Dragonfly2 When using advanced storage strategy, why copy the peer data file into the same dir as the output file?

Per the documentation, when using the io.d7y.storage.v2.advance storage strategy, the peer data file is copied into the same directory as the output file.

After running dfget <url> -O /tmp/eddie_test, I have observed that there are actually 3 hard links to the file. They are:

/tmp/eddie_test
/tmp/.eddie_test.dfget.cache.<req.PeerID>
<dataDir>/<req.TaskID>/<req.PeerID>/data

Why not just copy the file to the dataDir, and link from there?

Sep 16 '22 18:09 embroede

To avoid copying the daemon cache across filesystems to the specified directory.

Sep 19 '22 04:09 gaius-qi

Hardlink is fast than copying the file. io.d7y.storage.v2.simple storage strategy will copy the file.

Sep 26 '22 01:09 jim3ma

Yep I definitely like the hard link approach. But I don't see why links need to exist in <dataDir> and in the output path.

If the <dataDir> is on a different filesystem, I believe we could use a symlink (and I see there is code already to do this).

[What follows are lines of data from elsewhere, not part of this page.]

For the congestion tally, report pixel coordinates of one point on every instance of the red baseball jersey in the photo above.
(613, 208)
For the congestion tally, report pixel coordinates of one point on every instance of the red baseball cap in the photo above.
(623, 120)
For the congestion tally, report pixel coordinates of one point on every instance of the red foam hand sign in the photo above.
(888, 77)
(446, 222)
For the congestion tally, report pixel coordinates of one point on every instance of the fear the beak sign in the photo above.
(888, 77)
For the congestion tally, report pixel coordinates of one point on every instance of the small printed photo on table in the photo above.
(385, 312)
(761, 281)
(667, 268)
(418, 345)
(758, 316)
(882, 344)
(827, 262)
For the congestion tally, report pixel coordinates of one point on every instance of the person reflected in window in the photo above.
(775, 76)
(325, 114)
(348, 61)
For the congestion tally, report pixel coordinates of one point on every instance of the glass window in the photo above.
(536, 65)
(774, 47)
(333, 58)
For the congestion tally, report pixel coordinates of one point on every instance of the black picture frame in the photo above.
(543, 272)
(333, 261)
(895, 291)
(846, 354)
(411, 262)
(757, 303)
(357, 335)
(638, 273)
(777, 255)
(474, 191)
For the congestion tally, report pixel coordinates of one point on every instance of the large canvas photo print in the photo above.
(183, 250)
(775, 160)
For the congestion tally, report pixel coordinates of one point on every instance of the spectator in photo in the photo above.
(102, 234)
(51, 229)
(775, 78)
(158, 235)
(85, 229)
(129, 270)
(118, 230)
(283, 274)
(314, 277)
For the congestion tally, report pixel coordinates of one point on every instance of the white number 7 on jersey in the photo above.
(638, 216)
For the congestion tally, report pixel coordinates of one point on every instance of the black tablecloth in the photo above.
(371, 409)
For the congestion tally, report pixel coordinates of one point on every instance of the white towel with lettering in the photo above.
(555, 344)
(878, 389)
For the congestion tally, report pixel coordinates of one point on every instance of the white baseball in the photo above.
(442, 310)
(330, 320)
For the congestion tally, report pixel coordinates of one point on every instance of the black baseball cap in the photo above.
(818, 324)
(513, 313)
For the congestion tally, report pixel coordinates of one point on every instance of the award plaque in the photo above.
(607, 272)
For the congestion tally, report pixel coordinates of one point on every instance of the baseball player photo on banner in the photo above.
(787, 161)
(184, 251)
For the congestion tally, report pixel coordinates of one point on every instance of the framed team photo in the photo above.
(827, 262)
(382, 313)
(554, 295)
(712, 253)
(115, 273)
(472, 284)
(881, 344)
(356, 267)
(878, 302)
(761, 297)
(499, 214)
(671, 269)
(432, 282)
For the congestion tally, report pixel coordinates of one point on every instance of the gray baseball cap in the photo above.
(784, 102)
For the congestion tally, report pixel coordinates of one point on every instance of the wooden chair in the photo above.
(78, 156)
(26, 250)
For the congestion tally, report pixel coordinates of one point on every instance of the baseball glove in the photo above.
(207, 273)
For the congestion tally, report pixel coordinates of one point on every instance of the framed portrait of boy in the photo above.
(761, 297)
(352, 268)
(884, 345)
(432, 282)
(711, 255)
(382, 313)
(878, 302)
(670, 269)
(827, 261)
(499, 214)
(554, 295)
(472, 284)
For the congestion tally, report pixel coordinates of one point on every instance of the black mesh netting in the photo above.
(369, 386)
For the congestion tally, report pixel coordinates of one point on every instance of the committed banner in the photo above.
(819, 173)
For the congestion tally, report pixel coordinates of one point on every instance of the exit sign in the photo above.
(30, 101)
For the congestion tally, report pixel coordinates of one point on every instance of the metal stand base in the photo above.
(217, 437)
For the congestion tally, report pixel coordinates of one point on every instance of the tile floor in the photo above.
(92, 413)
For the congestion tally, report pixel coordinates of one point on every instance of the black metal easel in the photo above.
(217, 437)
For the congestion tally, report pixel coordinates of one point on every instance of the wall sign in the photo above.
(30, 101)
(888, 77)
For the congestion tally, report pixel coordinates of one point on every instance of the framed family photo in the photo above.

So just download straight to <dataDir>, and then either hard link or symlink to the output path?

Sep 26 '22 21:09 embroede

The strategy io.d7y.storage.v2.simple will make symlink if is on different filesystems

Sep 27 '22 14:09 jim3ma

It appears that in https://github.com/dragonflyoss/Dragonfly2/blob/main/client/daemon/storage/storage_manager.go#L454 the symlink is done as a fallback if the hard link fails, when using io.d7y.storage.v2.advance.

Sep 27 '22 15:09 embroede

I just updated my comment above, as my <data_dir> wasn't in backticks, so was being hidden.

Oct 31 '22 19:10 embroede

@jim3ma @gaius-qi To clarify, what I'd like to know is: Why is it not sufficient to download the file to the dataDir, and then link (either hardlink or symlink) to it?

Why do we need /tmp/.eddie_test.dfget.cache.<req.PeerID>?

Mar 23 '23 04:03 embroede